Specifically, in the Summary Tables, Table S-7 is titled “Proposed Discretionary Funding Levels in 2021 Budget”. And if you look at the Defense portion, specifically the Overseas Contingency Operations line, you see OCO dropping from $69 billion this year to $20 billion in FY22 and FY23. In FY24 and beyond, OCO is slated to be $10 billion each year. That’s pretty fantastical, if you know the history of OCO. But, sharp eyes noticed the footnote “Proposed Base Changes” which reveals the plan to shovel huge increases to Pentagon “base” spending starting in FY22 ($51 billion), FY23 ($50 billion), FY24 ($59 billion), FY25 ($58 billion), FY26 ($40 billion), FY27 ($22 billion) and tailing off in FY28 ($2 billion).

These numbers would have you believe the Trump Administration thinks Pentagon spending will be flat at $808 billion from FY25 to FY30. We’re skeptical. And of course FY2025 would be the last budget proposal of the Trump presidency (if he wins a second term).

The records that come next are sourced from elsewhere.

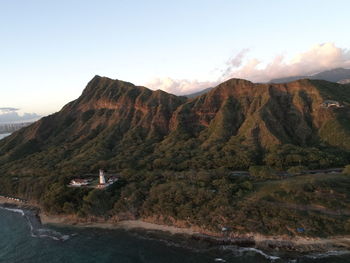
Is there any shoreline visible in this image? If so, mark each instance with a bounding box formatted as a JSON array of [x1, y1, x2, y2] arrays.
[[1, 197, 350, 253], [40, 213, 200, 236]]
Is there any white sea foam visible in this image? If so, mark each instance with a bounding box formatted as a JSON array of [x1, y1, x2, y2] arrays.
[[31, 227, 71, 241], [238, 247, 280, 261], [222, 245, 280, 261], [28, 222, 71, 241], [305, 250, 350, 259], [0, 206, 71, 241], [214, 258, 226, 262], [0, 207, 25, 216]]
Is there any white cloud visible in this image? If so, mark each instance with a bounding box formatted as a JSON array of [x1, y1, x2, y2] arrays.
[[146, 77, 218, 96], [0, 108, 41, 123], [221, 48, 250, 78], [146, 43, 350, 95], [223, 43, 350, 82]]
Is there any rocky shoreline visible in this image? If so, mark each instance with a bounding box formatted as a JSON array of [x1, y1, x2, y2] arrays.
[[190, 233, 350, 253], [1, 198, 349, 254]]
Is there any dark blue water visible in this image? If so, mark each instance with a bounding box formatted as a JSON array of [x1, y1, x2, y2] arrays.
[[0, 208, 349, 263]]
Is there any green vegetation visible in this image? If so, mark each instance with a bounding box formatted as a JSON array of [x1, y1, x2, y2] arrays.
[[249, 166, 279, 179], [1, 169, 350, 237], [1, 77, 350, 237]]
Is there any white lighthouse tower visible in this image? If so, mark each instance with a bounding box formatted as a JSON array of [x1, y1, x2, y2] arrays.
[[99, 169, 106, 185]]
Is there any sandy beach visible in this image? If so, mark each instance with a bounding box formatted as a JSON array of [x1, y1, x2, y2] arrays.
[[0, 196, 197, 236], [39, 212, 350, 252], [40, 213, 199, 235]]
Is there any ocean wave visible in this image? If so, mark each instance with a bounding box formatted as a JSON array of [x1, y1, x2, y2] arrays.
[[0, 206, 71, 242], [132, 230, 283, 261], [305, 250, 350, 259], [222, 245, 280, 261], [130, 231, 199, 250], [30, 227, 71, 241], [238, 247, 280, 261], [0, 206, 25, 216], [214, 258, 226, 262]]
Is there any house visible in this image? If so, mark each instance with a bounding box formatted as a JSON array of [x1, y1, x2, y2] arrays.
[[69, 179, 90, 187], [108, 176, 118, 184], [321, 100, 342, 108]]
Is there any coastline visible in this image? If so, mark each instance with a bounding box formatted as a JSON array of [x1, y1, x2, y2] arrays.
[[40, 213, 199, 235], [1, 197, 350, 253]]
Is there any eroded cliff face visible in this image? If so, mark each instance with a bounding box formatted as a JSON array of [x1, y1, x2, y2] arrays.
[[0, 76, 350, 174], [1, 76, 185, 151], [168, 78, 345, 149]]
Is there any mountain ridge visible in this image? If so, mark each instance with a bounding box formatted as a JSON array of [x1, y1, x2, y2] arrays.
[[1, 76, 350, 175], [185, 68, 350, 98]]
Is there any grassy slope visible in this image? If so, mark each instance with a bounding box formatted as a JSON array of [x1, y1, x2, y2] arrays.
[[231, 173, 350, 237]]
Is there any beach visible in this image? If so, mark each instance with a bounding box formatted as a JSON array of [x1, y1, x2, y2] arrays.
[[40, 213, 199, 235], [1, 196, 350, 253]]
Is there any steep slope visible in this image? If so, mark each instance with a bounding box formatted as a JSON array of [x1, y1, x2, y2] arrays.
[[0, 76, 186, 175], [154, 79, 350, 169], [1, 76, 350, 175], [175, 78, 350, 147]]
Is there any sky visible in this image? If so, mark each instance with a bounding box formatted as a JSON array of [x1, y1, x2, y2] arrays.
[[0, 0, 350, 117]]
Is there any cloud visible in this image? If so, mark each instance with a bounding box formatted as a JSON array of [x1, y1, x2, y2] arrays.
[[221, 48, 250, 78], [146, 43, 350, 95], [0, 107, 19, 113], [0, 108, 41, 123], [146, 77, 219, 96], [223, 43, 350, 82]]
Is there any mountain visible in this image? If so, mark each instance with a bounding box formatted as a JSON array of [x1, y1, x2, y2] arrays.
[[1, 76, 350, 176], [186, 68, 350, 99], [270, 67, 350, 83], [185, 87, 213, 98], [2, 75, 350, 238]]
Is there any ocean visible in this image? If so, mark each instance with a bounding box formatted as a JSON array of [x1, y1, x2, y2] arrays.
[[0, 208, 349, 263]]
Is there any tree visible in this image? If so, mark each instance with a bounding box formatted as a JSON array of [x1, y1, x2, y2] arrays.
[[249, 166, 279, 180]]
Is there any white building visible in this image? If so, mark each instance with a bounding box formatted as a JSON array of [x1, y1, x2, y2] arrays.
[[99, 169, 106, 184], [96, 170, 118, 189], [70, 179, 89, 187], [321, 100, 342, 108]]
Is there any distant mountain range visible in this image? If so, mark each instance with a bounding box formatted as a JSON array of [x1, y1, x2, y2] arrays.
[[270, 67, 350, 84], [185, 68, 350, 98]]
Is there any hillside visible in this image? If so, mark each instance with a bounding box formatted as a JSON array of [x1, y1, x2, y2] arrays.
[[1, 75, 350, 238], [1, 76, 350, 176]]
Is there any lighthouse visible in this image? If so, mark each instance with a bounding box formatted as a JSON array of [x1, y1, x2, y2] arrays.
[[99, 169, 106, 184]]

On the one hand, as a budget watchdog group, we strongly believe the Pentagon budget should be subject to an honest national debate about security priorities and how much we can afford to spend on them. So, to the extent that the huge slush fund known as OCO (off-budget but definitely not off-deficit!) could dwindle to $10 billion a year, we’re for it. We’re hopeful that not being able to hide behind off-budget financing for the Pentagon will force such a debate. But, as above, we’re skeptical.